The advantages of leveraging Azure AD with your EasyTerritory application are:

  • – Simple streamlined SSO access to your EasyTerritory application through company’s IdP portal.
  • – Strengthens security with users not needing to remember additional usernames and passwords.
  • – Ability for companies to control users’ access to EasyTerritory within their active directory.

Technical Overview:

EasyTerritory supports Azure AD with the SAML (Security Assertion Markup Language) XML framework for authenticating users who are wanting to connect to EasyTerritory.

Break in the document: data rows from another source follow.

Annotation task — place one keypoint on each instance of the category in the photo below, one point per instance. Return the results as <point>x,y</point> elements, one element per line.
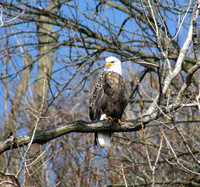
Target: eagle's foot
<point>112,119</point>
<point>119,120</point>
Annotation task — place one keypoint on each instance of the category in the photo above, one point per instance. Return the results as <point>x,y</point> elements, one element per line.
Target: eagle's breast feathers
<point>108,96</point>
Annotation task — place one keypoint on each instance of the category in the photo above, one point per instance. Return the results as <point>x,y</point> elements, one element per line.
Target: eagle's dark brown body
<point>108,96</point>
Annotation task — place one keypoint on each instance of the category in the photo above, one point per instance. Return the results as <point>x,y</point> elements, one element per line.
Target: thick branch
<point>44,136</point>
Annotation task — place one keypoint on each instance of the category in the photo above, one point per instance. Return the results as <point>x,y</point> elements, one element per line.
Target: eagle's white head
<point>113,64</point>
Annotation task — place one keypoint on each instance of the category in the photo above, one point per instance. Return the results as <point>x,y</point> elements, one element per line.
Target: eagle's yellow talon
<point>109,117</point>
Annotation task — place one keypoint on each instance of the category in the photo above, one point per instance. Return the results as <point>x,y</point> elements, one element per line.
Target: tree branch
<point>44,136</point>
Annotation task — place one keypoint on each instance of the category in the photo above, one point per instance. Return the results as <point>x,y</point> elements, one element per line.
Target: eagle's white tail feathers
<point>104,139</point>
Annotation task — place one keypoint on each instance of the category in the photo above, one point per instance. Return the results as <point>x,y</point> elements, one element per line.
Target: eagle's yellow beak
<point>108,64</point>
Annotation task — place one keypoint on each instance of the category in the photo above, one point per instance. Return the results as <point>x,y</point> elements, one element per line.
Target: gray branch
<point>80,126</point>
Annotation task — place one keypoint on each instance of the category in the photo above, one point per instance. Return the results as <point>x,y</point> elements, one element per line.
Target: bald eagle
<point>108,97</point>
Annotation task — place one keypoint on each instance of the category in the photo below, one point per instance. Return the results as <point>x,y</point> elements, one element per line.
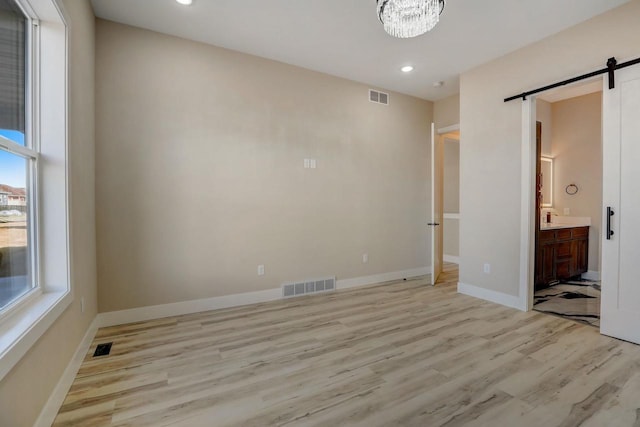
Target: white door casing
<point>436,205</point>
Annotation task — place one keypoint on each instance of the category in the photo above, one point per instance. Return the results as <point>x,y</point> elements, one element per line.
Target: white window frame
<point>30,152</point>
<point>27,320</point>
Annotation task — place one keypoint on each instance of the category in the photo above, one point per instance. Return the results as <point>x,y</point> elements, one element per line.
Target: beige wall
<point>25,390</point>
<point>490,155</point>
<point>446,112</point>
<point>200,173</point>
<point>577,152</point>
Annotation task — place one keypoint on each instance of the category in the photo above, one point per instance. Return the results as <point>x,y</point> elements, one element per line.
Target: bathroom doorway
<point>449,140</point>
<point>568,200</point>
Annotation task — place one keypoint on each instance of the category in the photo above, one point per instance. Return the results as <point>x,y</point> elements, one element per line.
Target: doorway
<point>445,198</point>
<point>568,203</point>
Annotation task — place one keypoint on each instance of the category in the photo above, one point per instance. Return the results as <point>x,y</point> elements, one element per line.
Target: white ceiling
<point>344,37</point>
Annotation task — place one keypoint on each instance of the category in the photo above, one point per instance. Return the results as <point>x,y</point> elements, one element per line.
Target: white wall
<point>25,390</point>
<point>491,130</point>
<point>200,173</point>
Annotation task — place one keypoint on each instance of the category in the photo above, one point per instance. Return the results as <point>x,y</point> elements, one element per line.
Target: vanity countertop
<point>565,222</point>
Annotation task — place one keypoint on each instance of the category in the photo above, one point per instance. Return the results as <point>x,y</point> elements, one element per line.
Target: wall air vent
<point>378,97</point>
<point>308,287</point>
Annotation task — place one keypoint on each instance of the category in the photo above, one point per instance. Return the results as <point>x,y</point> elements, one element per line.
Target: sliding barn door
<point>620,311</point>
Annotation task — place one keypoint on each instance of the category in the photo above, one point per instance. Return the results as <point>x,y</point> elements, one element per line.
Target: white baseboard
<point>141,314</point>
<point>113,318</point>
<point>492,296</point>
<point>51,408</point>
<point>591,275</point>
<point>451,258</point>
<point>384,277</point>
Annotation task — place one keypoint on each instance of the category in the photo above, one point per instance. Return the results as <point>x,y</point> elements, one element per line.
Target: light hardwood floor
<point>401,353</point>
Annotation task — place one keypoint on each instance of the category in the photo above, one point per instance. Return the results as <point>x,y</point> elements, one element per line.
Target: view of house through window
<point>16,158</point>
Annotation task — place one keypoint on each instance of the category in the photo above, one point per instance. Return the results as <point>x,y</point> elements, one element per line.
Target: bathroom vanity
<point>563,252</point>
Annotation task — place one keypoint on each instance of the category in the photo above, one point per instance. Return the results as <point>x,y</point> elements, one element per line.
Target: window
<point>35,279</point>
<point>18,269</point>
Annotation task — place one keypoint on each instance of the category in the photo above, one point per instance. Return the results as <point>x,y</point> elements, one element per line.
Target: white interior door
<point>620,309</point>
<point>436,204</point>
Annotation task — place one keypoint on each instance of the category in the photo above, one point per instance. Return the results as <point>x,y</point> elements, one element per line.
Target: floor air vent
<point>378,97</point>
<point>308,287</point>
<point>103,349</point>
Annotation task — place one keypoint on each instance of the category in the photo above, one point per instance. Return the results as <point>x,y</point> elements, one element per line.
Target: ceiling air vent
<point>378,97</point>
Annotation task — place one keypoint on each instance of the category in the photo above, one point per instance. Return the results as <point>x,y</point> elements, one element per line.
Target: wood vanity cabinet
<point>562,253</point>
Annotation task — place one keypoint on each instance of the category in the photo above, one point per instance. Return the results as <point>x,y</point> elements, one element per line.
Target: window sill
<point>20,330</point>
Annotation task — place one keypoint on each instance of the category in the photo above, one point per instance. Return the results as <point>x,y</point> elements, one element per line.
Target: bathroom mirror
<point>546,170</point>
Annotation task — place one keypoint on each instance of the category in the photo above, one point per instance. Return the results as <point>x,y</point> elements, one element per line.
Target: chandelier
<point>409,18</point>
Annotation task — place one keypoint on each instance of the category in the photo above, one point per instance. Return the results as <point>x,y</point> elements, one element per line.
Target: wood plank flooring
<point>400,353</point>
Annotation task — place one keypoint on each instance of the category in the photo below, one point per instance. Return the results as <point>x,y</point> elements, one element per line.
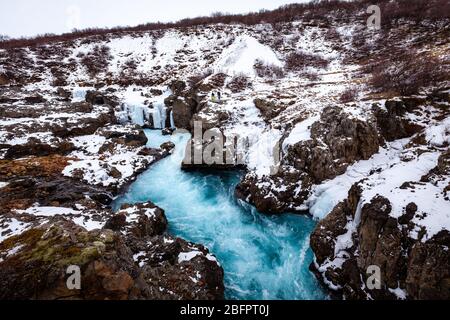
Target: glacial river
<point>264,257</point>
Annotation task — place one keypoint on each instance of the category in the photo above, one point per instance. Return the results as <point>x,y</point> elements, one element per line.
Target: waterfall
<point>159,114</point>
<point>79,94</point>
<point>172,123</point>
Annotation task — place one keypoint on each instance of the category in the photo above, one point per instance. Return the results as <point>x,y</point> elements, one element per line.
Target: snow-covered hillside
<point>316,136</point>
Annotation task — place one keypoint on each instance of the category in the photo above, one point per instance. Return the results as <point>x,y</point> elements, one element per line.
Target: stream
<point>263,257</point>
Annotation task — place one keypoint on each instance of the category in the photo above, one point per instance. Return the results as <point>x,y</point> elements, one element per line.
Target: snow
<point>241,56</point>
<point>439,135</point>
<point>15,227</point>
<point>327,195</point>
<point>48,211</point>
<point>399,293</point>
<point>188,256</point>
<point>90,143</point>
<point>301,132</point>
<point>132,216</point>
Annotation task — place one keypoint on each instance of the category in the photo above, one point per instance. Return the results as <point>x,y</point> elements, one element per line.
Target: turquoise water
<point>264,257</point>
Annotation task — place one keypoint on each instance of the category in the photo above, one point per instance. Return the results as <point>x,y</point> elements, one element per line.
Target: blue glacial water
<point>264,257</point>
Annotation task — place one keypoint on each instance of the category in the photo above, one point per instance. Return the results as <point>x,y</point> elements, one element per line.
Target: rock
<point>167,131</point>
<point>38,269</point>
<point>35,99</point>
<point>346,140</point>
<point>391,123</point>
<point>85,126</point>
<point>429,269</point>
<point>337,141</point>
<point>156,92</point>
<point>96,97</point>
<point>84,107</point>
<point>177,87</point>
<point>421,269</point>
<point>269,109</point>
<point>35,147</point>
<point>64,94</point>
<point>183,111</point>
<point>141,220</point>
<point>167,146</point>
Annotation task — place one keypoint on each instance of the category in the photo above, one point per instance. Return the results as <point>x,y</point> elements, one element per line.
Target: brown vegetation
<point>320,10</point>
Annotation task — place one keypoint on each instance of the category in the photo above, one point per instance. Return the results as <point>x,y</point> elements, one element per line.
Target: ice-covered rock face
<point>240,57</point>
<point>78,154</point>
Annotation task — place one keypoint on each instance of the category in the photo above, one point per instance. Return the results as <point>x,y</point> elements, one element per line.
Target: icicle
<point>156,118</point>
<point>172,123</point>
<point>163,110</point>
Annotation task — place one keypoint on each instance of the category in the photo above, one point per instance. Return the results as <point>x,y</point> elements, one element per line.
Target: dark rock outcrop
<point>337,141</point>
<point>130,258</point>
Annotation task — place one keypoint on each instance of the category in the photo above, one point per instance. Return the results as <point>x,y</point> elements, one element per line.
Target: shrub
<point>297,61</point>
<point>407,73</point>
<point>195,80</point>
<point>239,83</point>
<point>97,60</point>
<point>264,70</point>
<point>310,75</point>
<point>348,95</point>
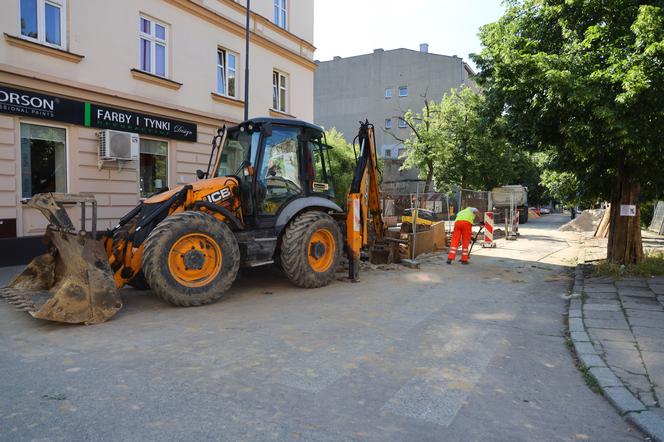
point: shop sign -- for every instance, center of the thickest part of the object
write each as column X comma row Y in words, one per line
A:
column 35, row 105
column 48, row 107
column 105, row 117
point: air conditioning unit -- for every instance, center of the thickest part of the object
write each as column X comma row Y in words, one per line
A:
column 119, row 146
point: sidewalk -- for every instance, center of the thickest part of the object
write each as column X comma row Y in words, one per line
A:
column 617, row 328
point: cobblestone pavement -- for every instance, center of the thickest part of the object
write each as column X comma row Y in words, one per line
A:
column 620, row 336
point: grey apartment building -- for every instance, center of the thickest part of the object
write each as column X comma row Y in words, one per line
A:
column 382, row 86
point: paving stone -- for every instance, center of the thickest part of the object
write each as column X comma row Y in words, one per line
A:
column 580, row 336
column 602, row 334
column 631, row 282
column 576, row 324
column 602, row 307
column 584, row 348
column 646, row 322
column 605, row 377
column 648, row 398
column 575, row 304
column 654, row 363
column 648, row 332
column 591, row 360
column 636, row 294
column 645, row 314
column 648, row 422
column 609, row 296
column 608, row 316
column 607, row 323
column 623, row 399
column 655, row 345
column 575, row 313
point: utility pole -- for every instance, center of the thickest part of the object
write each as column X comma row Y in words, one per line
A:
column 246, row 65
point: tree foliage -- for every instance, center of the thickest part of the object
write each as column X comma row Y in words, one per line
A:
column 583, row 80
column 342, row 159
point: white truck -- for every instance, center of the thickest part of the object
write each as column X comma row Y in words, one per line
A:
column 507, row 196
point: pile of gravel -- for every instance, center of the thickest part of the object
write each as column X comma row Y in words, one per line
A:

It is important to note that EasyTerritory’s SAML configuration is Ipd-Initiated, which means when a user attempts to browse to EasyTerritory they will be redirected to his company’s Azure AD sign-on page.

When a user is authenticated through Azure AD, a token will be sent to the EasyTerritory servers. EasyTerritory will receive the token and grant access based on the credentials and authenticity of the claims in the token.

Client-Side Configuration:

These are details for setting up adfs on your active directory servers.

  • The information you will need when setting up an Azure AD Enterprise Application:
    •  – Relying Party’s identifiers:
      • https://apps.easyterritory.com/Your EasyTerritory GUID here/APP/
    • – SAML consumer Endpoints (Reply URL):
      • https://apps.easyterritory.com/Your EasyTerritory GUID here/APP/AuthServices/Acs
        • This uri will redirect you after you have been authenticated by your IdP.
  • Claims:
    • EasyTerritory requires a username, first name, last name and email when authenticating claims that are sent. These claims must match on your server and EasyTerritory’s server.  You can decide what to call the claims, but those claims must be sent to an EasyTerritory administrator. Please note that there are two alternatives for userNameClaim and emailClaim.
    • Here are some examples:
      • – User Name Claim:
      • http://schemas.xmlsoap.org/ws/2005/05/identity/claims/name,http://schemas.xmlsoap.org/ws/2005/05/identity/claims/emailaddress
      • – First Name Claim:
      • http://schemas.xmlsoap.org/ws/2005/05/identity/claims/givenname
      • – Last Name Claim:
      • http://schemas.xmlsoap.org/ws/2005/05/identity/claims/surname
      • – Email Claim:
      • http://schemas.xmlsoap.org/ws/2005/05/identity/claims/emailaddress,http://schemas.xmlsoap.org/ws/2005/05/identity/claims/name
  • Azure AD URI’s
    • Information an EasyTerritory administrator will need when configuring your EasyTerritory application are entity Id, the sign-on URL, and logout URL. Here are some examples.
      • – Server’s entity Id:
        • https://sts.[yourDomain.com]/[identifyingGuid]
      • – IdP sign- on URL:
        • https://[Your Azure AD Endpoint]/[IdentifyingGuid]/ saml2?SAMLRequest=[deflated, base-64 encoded, URI-encoded SAML request]
          • EasyTerritory will generate the SAMLRequest that is appended to the above URL.
      • – Log out URL:
        • https://[Your Azure AD Endpoint]/[IdentifyingGuid]/saml2
  • We also need to know whether you need EasyTerritory to generate logout requests (and if so, whether you want them signed) or whether we can simply redirect to the bare logout URL (which is the more common scenario).
  • Certificate:
    • In order to authenticate the claims sent to EasyTerritory, EasyTerritory will need a signing certificate.
    • Download metadata from the ‘single sign-on’ blade in the Azure Portal.  Then send it to an EasyTerritory administrator.  From there an EasyTerritory admin will configure a certificate and post it on the EasyTerritory servers.

 

Please understand we are not Azure AD administrators. We may be able to give you some support with setting up an Azure AD application, but ideally your staff will be knowledgeable about this and we will not be involved with Azure AD configuration on your end.